In the era of preventive medicine, perhaps we should start by re-understanding a dish.
Of course, this is not to promote the omnipotence of nutritional diet therapy, but to advocate a scientific understanding that the dining table should be the first line of defense in health management.
Against the backdrop of the in-depth promotion of the "Healthy China" 2030 strategy and the heated discussions on weight management and chronic disease prevention and treatment at this year's two sessions, China's first nutritional and dietary therapy documentary "Amazing Food" will premiere on Dragon TV on May 27, and will be broadcast again on Shanghai Metropolitan Channel on May 30. It will soon be launched on online platforms such as Dragon TV, Tencent, and Youku.

Program poster
The "Healthy China Action (2019-2030)" clearly lists "reasonable diet action" as one of the 15 major special actions. On April 14 this year, the National Health and Family Planning Commission issued a notice, combining the actual work of building a healthy China and the progress of the Healthy China Action, and decided to include the healthy weight management action into the Healthy China Action. At the individual and family level, it is proposed to correctly understand weight, manage weight scientifically, and master weight management skills.
May 17-23 is the National Nutrition Week.
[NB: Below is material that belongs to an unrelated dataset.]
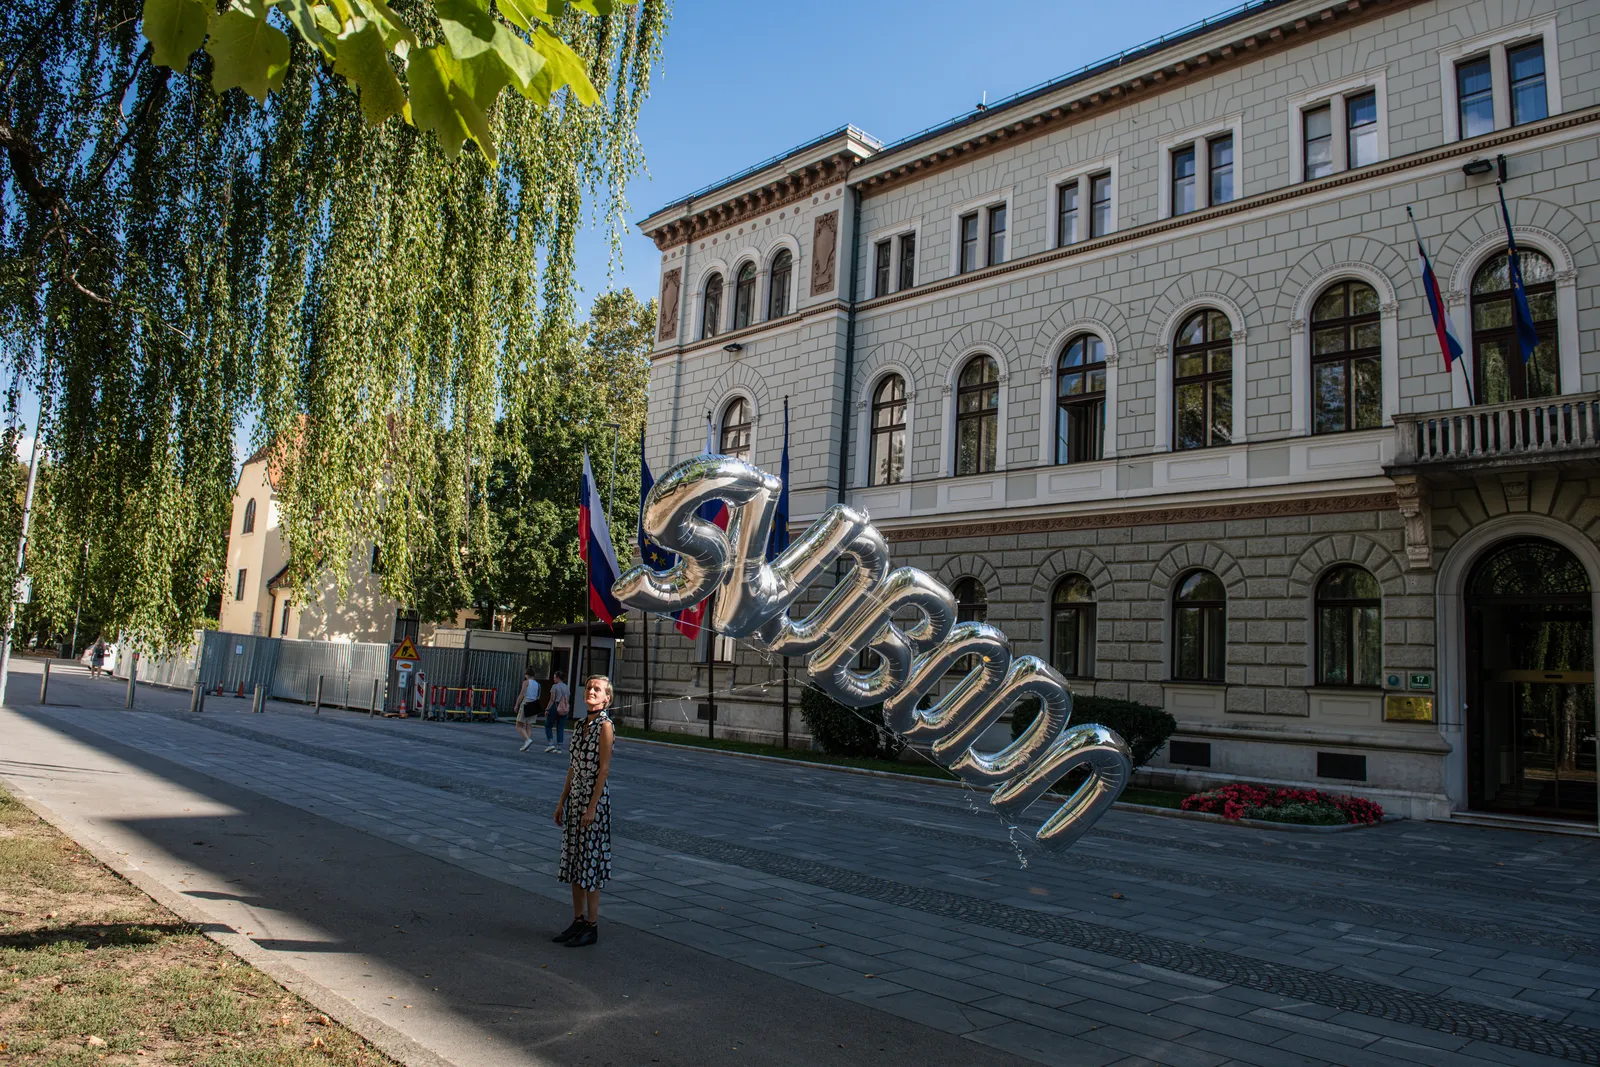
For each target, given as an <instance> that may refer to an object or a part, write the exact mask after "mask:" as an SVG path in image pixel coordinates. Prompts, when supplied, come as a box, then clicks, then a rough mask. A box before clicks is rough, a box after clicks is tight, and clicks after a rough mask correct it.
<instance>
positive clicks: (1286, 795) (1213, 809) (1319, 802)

This year, a popular science activity with the theme of "Scientific Weight Loss" was carried out to deeply explore the important relationship between diet and the prevention and treatment of obesity and chronic diseases. However, in daily life, high-fat and high-salt takeout diets, the abuse of meal replacement foods, and the blind following of Internet celebrity weight loss methods have exposed the deep crisis of public nutrition cognition. This "cognition-behavior" split is causing serious consequences - the economic burden of diet-related chronic diseases has accounted for 28% of total medical expenditures (data from the National Center for Disease Control and Prevention). This situation is in sharp contrast to the currently hotly debated concept of "new quality productivity" - while technology is changing with each passing day, the "first productivity" of national health (diet nutrition) is still at the stage of empiricism.

Documentary screenshots
Through scientific interpretation and real case tracking by a team of academician experts, "Amazing Food" systematically reveals for the first time how the "health revolution in the kitchen" helps prevent and treat chronic diseases.
The creators interviewed experts in the field of nutrition, including Chen Junshi, an academician of the Chinese Academy of Engineering, Ge Sheng, director of the Clinical Nutrition Department of Shanghai Sixth People's Hospital, Shen Xiuhua, professor and doctoral supervisor of the Nutrition Department of Shanghai Jiao Tong University School of Medicine, and Fan Zhihong, professor of China Agricultural University. They also conducted an in-depth discussion on the role of nutrition in improving chronic diseases in 40 minutes, combining animal and real-life experiments.
Healthy diet experiment conducted by Shen Xiuhua's team at Shanghai Jiaotong University: Ms. Wang, a 10-year fatty liver patient, has seen her visceral fat almost return to normal levels. Oriental Hospital Diabetes Intervention Project: Mr. Zhou, a patient, has finally lost weight and brought his blood sugar to normal levels after receiving care from a nutritionist.
Professor Fan Zhihong of China Agricultural University believes that nutrition classes in hospitals can answer many questions, but resources are limited. Consumers can work with nutritionists to conduct dietary interventions, regulate obesity and prevent chronic diseases.
In the grim situation where "one person dies from diet-related diseases every 10 seconds" (WHO data), the documentary reveals a subversive understanding: the most effective "medical device" may be on our plates.

Documentary screenshots
At present, the medical community and all sectors of society are committed to popularizing food nutrition knowledge, and the true potential of nutritional diet therapy can only be fully realized through the joint efforts of medical institutions and social institutions, so that more people can benefit. This documentary deeply explores the magical power of food and explains to the public key issues such as the relationship between food and medicine, nutrition and medicine, etc., bringing nutrition from the mysterious halls to the public, and making everyone realize that what deserves our most attention is actually every meal in the kitchen, which may be the key to improving our personal and even family health.